El Colegio de Abogados de Santa Cruz de Tenerife (Icatf) dejó claro ayer en una nota que la medida que pretende impulsar el nuevo ministro de Justicia, Alberto Ruiz-Gallardón, de habilitar procesalmente el mes de agosto, “no ofrece verdaderas garantías de que cumpla con el fin inicial pretendido de desatascar el colapso actual de la administración de justicia y la consiguiente agilización de los procesos judiciales”.

A juicio del decano del Icatf, Víctor Medina, dicha medida causaría un “efecto negativo”, generando aun más inconvenientes que ventajas, ya que se trata de una medida “absolutamente alejada de la realidad actual”. Así, según él, lo que se conseguiría es “incrementar aún más el índice de juicios suspendidos”, porque, en su opinión, “las incomparecencias de partes, testigos y peritos serían abundantes”.

De igual modo, Medina sostiene que “el sistema actual de inhabilidad de agosto es la contrapartida legal a la disponibilidad plena de abogados y procuradores durante los restantes once meses de año, en los que no pueden invocar situaciones de descanso como causa para la suspensión de plazos procesales”.

Además, para el responsable colegial, eliminar la inhabilidad de agosto supondría “imponer la disponibilidad plena a los abogados y procuradores durante todo el año, lo que tendría que ser compensado con la previsión, como causa de suspensión de términos y plazos procesales, del disfrute de periodo de descanso anual por abogados y procuradores”, previsión ésta que daría lugar a un aumento considerable de los retrasos judiciales existentes.

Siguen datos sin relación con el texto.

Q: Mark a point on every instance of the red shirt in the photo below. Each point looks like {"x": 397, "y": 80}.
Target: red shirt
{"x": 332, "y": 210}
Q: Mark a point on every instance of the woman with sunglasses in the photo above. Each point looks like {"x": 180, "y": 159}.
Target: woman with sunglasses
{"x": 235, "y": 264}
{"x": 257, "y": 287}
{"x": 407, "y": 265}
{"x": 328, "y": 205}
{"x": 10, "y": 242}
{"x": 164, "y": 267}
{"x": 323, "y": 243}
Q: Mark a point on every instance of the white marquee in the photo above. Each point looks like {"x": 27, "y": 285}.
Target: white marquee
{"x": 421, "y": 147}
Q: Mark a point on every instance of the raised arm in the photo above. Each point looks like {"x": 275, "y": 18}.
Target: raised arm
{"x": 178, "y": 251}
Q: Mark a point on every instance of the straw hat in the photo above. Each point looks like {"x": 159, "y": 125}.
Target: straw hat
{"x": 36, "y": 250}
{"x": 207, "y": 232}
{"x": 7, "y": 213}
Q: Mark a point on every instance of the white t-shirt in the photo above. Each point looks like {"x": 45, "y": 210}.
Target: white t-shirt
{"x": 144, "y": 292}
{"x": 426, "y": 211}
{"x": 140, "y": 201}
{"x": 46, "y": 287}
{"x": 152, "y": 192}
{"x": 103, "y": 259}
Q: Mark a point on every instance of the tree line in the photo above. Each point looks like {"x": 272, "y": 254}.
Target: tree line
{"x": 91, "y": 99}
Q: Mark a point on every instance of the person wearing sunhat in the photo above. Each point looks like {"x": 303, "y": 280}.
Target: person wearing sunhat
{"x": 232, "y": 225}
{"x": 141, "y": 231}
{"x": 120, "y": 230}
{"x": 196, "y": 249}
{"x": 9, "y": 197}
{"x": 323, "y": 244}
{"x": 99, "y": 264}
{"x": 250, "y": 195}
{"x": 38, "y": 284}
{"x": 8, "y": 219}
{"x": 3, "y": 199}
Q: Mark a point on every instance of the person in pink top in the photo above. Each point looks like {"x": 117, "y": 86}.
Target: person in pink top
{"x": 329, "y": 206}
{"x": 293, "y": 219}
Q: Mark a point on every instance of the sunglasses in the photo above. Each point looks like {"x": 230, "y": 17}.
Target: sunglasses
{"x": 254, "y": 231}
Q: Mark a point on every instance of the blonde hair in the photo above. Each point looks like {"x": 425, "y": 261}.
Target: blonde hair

Por otro lado, para el Colegio de Abogados tinerfeño, la inhabilidad general del mes de agosto “no es incompatible con su utilización para asuntos urgentes”, tal como contempla la legislación. En resumen, agrega el Icatf, “es un sentir generalizado que el problema de la Administración de Justicia no se va a resolver con medidas así”.

En este sentido, recuerda Víctor Medina, ya se habían barajado como soluciones anteriores incorporar al funcionamiento de los juzgados las jornadas de tarde, aumentar los ratios de productividad, el aumento del número de jueces, etc. En definitiva, “estamos ante una medida más efectista que efectiva, y que supone, en caso de llevarse a término, un retroceso en la conciliación de la vida familiar, laboral y el derecho vacacional de todos los intervinientes del sistema judicial”, concluye Medina.